分かっていたけれど、それでも気持ちを抑えられなかったのでしょう。
結ばれない運命と知っていても、少しでも一緒にいたかったのです。
凍える冷たい冬のような私と、温かく照らす太陽のようなあなた。
対局にあるからこそ、一緒にいられないと分かっていても強く惹かれあうのでしょう。
そして、決して交わることのない2人はそれぞれに”片っぽ”なのです。
届くことはないまま
きっと散らかった想いの真ん中で
ずっと逸恋慕な運命だから
出典: 片っぽ/作詞:eill 作曲:eill
前半では散らかった”世界”と描かれていましたが、こちらでは”想い”に変わっています。
そして、前半のパートでは世界からはじかれたような孤独感を感じました。
後半では、外から見た自分ではなく、内側の自分を描いているように感じます。
相手を愛する中で感じた葛藤や不安、もどかしい気持ちを”散らかっている”と表現しているのでしょう。
また、こちらで登場する”逸恋慕”という言葉も、叶わない恋や逸脱した恋を描く造語だと思われます。
”逸脱する”というのは、ルールから外れているということ。
許されない恋をしているというようにも捉えられます。
離れてもずっと
想いは変わらない
痛くて甘いのさ
君のぬくもりが
今も強く 私を抱きしめてる
出典: 片っぽ/作詞:eill 作曲:eill
離れれば離れるほど、過去の記憶はより幸せで大切なものに変わっていきます。
時間がたっても、くじけそうな時、孤独な時にふと蘇るのでしょう。
過去には、辛い時にそっと抱きしめてくれた大切な人のぬくもりがあったのです。
お互いの事情から、頻繁に会えない毎日が続いていたかもしれません。
それでも、会った時に感じるぬくもりが、ひとつひとつ大切だったのです。
愛する人の存在、温かさにたくさん救われてきたのでしょう。
君をそばで守りたかった
痛くて甘いのさ
君の抜け殻が
片っぽな今日を完璧に作り出してる
ただ守れれば君を守れれば
片っぽなままで 心に咲かせておくよ
ねぇ 飾った向日葵
涙が落ちて落ちて… 止まらないの
出典: 片っぽ/作詞:eill 作曲:eill
MVの後半では、洋服や靴など、2つあったものが片っぽになっていく様子が描かれています。
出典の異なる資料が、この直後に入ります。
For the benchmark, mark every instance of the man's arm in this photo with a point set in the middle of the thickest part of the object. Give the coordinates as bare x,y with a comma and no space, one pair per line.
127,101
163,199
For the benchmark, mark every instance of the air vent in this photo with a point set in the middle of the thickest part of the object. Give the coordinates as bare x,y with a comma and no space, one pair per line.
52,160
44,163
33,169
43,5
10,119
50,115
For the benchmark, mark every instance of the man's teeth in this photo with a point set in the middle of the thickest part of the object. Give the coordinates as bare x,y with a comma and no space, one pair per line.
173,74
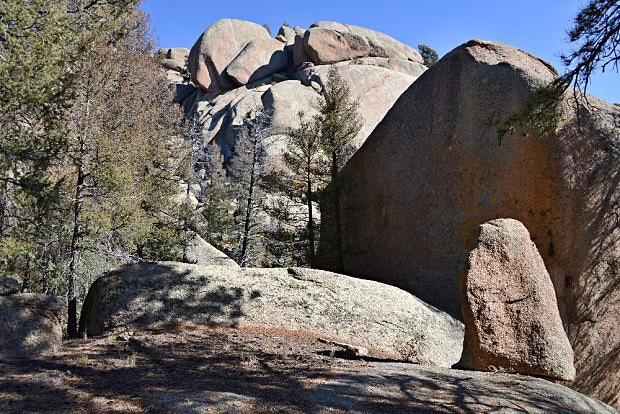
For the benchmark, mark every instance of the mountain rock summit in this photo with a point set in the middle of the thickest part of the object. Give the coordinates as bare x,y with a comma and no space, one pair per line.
237,67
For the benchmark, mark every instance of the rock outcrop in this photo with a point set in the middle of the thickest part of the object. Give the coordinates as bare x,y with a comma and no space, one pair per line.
235,65
330,42
512,322
30,325
200,252
8,286
387,321
433,171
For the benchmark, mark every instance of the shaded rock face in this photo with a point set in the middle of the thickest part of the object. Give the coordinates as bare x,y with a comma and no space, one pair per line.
394,324
433,171
201,252
512,322
258,59
30,325
8,286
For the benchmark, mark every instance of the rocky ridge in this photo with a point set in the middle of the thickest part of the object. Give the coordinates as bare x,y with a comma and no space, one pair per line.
237,67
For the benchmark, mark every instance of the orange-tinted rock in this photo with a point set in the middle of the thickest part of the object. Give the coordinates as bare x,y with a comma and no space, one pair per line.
512,322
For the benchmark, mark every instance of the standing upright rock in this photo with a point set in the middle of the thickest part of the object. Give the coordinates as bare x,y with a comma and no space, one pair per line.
512,322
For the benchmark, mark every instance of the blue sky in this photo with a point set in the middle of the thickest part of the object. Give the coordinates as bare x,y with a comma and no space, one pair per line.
537,26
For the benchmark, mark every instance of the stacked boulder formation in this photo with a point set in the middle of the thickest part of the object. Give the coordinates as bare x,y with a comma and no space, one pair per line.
430,169
236,67
30,324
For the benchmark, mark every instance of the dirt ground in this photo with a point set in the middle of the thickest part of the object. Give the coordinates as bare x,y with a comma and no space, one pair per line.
225,370
183,370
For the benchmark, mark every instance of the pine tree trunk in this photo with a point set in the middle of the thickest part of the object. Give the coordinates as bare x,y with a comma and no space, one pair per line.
310,218
247,224
75,250
76,238
337,219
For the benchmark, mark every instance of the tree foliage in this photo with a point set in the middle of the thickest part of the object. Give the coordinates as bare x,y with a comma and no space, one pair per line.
429,55
236,191
596,34
87,159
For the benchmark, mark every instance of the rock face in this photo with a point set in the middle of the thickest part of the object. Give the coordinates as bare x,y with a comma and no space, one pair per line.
433,171
258,59
394,324
30,325
331,42
512,322
217,47
200,252
235,65
8,286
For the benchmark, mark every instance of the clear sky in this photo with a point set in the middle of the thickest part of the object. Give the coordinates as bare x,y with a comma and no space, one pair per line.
537,26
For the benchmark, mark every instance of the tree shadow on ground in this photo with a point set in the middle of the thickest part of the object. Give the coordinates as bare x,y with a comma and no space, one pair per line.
158,294
231,370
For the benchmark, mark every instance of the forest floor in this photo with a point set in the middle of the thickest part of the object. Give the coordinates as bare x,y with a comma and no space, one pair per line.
225,370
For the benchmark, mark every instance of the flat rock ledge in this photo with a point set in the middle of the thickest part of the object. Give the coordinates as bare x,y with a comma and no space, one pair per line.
389,322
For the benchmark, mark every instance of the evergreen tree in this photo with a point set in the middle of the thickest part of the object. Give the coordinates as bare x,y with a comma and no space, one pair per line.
122,179
86,155
429,55
596,32
339,124
306,161
235,194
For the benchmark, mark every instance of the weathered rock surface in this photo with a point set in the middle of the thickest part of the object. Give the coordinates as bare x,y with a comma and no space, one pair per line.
217,47
331,42
259,59
261,371
287,34
200,252
375,88
30,325
433,170
512,322
8,286
389,322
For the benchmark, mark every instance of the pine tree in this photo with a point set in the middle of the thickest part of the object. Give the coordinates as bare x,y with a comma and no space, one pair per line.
248,169
339,124
306,161
87,163
121,152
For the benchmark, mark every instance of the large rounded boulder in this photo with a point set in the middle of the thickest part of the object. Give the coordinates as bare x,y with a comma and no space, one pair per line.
433,170
386,321
330,42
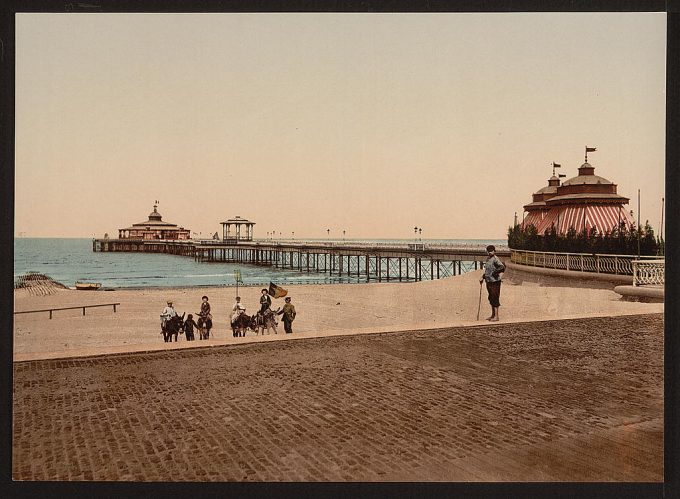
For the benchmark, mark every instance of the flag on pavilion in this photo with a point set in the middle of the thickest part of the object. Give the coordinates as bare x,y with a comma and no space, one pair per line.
277,291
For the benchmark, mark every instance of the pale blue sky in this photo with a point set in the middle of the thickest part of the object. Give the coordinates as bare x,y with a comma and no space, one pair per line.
372,123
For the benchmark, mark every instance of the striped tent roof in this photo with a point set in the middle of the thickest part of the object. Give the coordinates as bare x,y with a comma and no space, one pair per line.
534,218
601,217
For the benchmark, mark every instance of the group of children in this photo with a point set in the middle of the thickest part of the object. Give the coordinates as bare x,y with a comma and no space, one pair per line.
288,313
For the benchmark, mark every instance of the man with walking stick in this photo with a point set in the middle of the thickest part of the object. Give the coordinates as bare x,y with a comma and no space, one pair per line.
493,268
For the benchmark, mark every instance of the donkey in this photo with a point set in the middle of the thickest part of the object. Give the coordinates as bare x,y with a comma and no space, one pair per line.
173,326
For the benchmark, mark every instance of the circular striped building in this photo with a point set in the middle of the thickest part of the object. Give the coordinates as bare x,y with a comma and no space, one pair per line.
585,202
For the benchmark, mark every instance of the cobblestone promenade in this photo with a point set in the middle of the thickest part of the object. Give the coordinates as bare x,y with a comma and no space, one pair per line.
576,400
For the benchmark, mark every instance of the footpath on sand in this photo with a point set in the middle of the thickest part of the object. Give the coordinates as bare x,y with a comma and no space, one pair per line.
568,400
322,310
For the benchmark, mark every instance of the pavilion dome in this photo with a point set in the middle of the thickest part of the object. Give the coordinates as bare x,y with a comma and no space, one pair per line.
154,215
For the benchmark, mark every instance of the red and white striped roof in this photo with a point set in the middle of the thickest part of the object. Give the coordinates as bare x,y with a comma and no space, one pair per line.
601,217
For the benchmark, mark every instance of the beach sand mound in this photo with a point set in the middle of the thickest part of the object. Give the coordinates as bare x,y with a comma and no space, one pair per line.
36,284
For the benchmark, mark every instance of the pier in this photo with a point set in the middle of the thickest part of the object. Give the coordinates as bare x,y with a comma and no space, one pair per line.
401,262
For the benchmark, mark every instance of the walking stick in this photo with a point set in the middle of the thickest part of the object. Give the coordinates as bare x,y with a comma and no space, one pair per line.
480,300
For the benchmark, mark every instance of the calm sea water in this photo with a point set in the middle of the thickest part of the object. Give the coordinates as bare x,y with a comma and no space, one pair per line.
69,260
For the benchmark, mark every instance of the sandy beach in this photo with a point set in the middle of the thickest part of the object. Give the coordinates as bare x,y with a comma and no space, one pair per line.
322,310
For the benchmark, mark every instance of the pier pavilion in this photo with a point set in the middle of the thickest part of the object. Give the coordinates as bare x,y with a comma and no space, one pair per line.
586,202
236,230
154,229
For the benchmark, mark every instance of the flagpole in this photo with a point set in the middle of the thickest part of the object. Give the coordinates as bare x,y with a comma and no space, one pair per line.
639,223
661,226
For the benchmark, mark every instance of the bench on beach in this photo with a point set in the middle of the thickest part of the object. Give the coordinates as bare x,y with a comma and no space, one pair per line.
50,310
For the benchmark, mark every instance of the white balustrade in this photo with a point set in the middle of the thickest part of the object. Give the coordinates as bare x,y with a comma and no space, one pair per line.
645,269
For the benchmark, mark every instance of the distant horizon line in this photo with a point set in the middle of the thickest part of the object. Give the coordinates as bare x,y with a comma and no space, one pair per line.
298,238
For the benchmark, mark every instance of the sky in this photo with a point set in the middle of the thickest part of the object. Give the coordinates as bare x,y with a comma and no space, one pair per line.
369,123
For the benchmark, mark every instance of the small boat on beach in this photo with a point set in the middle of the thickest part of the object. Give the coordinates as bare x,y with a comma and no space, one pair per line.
88,286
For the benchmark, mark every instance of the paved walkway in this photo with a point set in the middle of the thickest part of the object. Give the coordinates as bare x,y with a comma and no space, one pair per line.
576,400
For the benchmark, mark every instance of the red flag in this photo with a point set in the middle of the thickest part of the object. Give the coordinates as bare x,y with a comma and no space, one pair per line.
277,291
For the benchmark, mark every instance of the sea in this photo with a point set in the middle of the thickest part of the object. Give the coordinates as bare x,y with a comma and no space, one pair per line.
69,260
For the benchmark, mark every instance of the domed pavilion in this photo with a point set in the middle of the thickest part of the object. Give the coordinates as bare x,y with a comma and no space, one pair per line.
154,228
585,202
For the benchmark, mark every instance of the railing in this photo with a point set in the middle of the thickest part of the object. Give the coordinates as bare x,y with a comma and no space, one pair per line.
587,262
419,246
50,310
648,272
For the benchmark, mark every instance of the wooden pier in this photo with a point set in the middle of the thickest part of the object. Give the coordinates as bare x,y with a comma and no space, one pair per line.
364,261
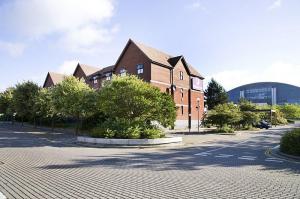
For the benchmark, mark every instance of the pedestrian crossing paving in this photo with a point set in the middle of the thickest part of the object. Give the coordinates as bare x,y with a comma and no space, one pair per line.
244,157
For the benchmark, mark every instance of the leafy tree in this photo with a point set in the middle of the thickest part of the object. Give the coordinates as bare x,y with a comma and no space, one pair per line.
74,98
249,114
23,99
136,101
215,94
6,102
44,106
224,114
290,111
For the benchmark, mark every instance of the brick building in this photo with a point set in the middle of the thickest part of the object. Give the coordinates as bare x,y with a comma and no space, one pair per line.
171,74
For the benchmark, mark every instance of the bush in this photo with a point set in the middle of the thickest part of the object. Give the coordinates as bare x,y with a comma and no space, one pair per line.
224,129
290,142
125,129
152,133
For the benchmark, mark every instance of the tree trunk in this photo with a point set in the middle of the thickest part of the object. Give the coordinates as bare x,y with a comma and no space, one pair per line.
34,122
77,126
52,124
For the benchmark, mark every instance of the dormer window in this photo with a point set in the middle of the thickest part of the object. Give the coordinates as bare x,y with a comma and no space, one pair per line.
95,79
140,69
181,75
123,72
108,76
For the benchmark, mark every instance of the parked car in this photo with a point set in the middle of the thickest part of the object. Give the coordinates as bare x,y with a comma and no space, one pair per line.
263,125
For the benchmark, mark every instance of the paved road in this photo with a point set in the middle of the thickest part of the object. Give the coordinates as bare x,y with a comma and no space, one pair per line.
45,165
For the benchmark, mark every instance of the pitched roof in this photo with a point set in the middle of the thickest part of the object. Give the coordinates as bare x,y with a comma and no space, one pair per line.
55,77
103,70
88,70
163,58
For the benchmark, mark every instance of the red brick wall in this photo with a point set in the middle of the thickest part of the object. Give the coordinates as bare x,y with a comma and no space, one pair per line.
133,56
160,74
49,82
194,111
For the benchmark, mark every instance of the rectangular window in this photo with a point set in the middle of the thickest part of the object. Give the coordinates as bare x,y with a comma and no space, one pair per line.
181,75
95,79
140,68
123,72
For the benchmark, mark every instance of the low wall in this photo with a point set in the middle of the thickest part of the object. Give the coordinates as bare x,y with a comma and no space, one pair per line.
107,141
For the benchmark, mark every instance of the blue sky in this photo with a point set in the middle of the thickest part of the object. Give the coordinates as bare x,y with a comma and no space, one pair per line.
234,41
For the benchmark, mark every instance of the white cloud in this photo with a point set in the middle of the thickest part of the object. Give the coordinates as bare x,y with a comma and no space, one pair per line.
13,49
79,24
68,67
276,72
87,39
275,4
196,5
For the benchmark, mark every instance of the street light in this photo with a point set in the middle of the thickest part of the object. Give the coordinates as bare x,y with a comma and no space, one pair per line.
198,108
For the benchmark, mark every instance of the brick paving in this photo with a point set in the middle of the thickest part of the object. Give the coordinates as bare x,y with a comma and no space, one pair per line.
40,165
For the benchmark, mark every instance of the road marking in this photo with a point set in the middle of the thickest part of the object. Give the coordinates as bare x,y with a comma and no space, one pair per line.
222,147
2,196
273,160
223,156
203,154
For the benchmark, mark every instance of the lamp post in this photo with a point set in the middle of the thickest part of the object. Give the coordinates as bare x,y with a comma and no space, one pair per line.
198,109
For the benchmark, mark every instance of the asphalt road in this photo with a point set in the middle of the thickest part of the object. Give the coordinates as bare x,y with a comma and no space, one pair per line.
44,165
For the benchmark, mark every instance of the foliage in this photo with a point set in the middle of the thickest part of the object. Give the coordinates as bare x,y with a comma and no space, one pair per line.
24,97
224,129
74,98
290,142
6,102
249,116
278,117
43,104
215,94
224,114
136,101
123,128
290,111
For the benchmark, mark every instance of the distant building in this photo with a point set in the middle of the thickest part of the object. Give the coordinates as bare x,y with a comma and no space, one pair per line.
271,93
171,74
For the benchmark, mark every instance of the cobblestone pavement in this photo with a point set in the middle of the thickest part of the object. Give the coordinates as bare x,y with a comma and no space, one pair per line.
44,165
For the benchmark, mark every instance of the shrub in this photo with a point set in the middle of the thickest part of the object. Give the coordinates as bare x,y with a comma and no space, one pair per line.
152,133
99,132
290,142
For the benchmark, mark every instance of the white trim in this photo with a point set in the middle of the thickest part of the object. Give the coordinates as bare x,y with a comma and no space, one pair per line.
158,82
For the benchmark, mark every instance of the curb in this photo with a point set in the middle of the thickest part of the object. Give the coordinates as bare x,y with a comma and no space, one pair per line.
276,153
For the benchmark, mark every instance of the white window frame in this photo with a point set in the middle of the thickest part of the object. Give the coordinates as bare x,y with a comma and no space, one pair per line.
140,68
123,72
181,75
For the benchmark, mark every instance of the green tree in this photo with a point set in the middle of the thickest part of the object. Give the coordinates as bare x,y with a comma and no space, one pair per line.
74,98
249,114
6,102
224,114
44,106
23,99
132,99
215,94
290,111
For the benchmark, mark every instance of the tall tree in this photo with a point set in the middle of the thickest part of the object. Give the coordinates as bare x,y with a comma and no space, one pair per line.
132,99
74,98
23,99
6,105
215,94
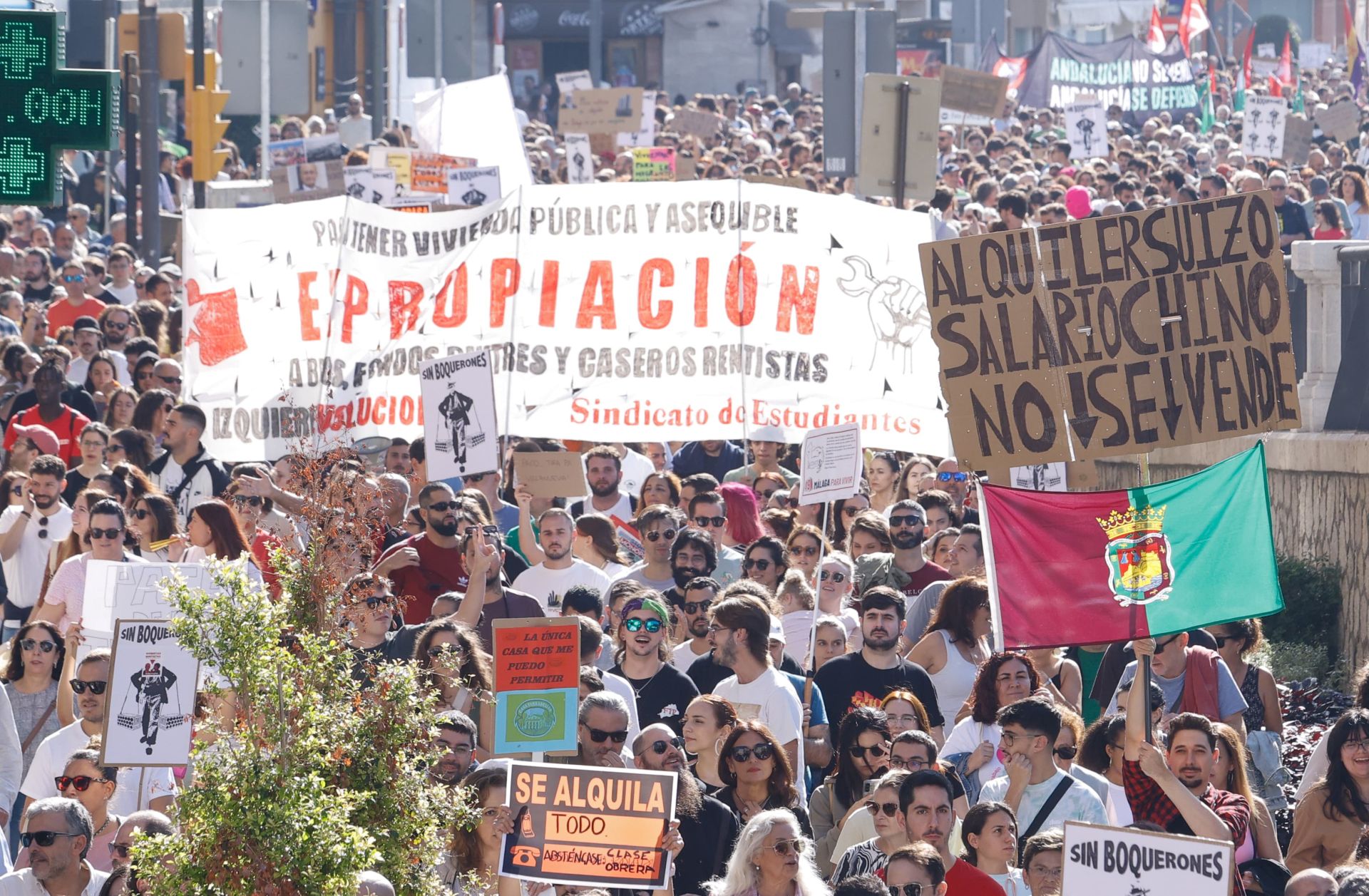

枯れている向日葵の描写はなんとも切なく、楽曲の歌詞ともリンクしていますよ。
そして彼女の姿が消え、ソファに1人で座っている女性の後ろ姿が描かれて幕を閉じます。
すべてが片っぽになってしまったけれど、心の中にはずっと残り続けているのでしょう。
ただそばにいて、大切な人を守りたかったという温かなメッセージが胸を打ちます。
”守りたいけど守れなった”という表現が、本当に切ないです。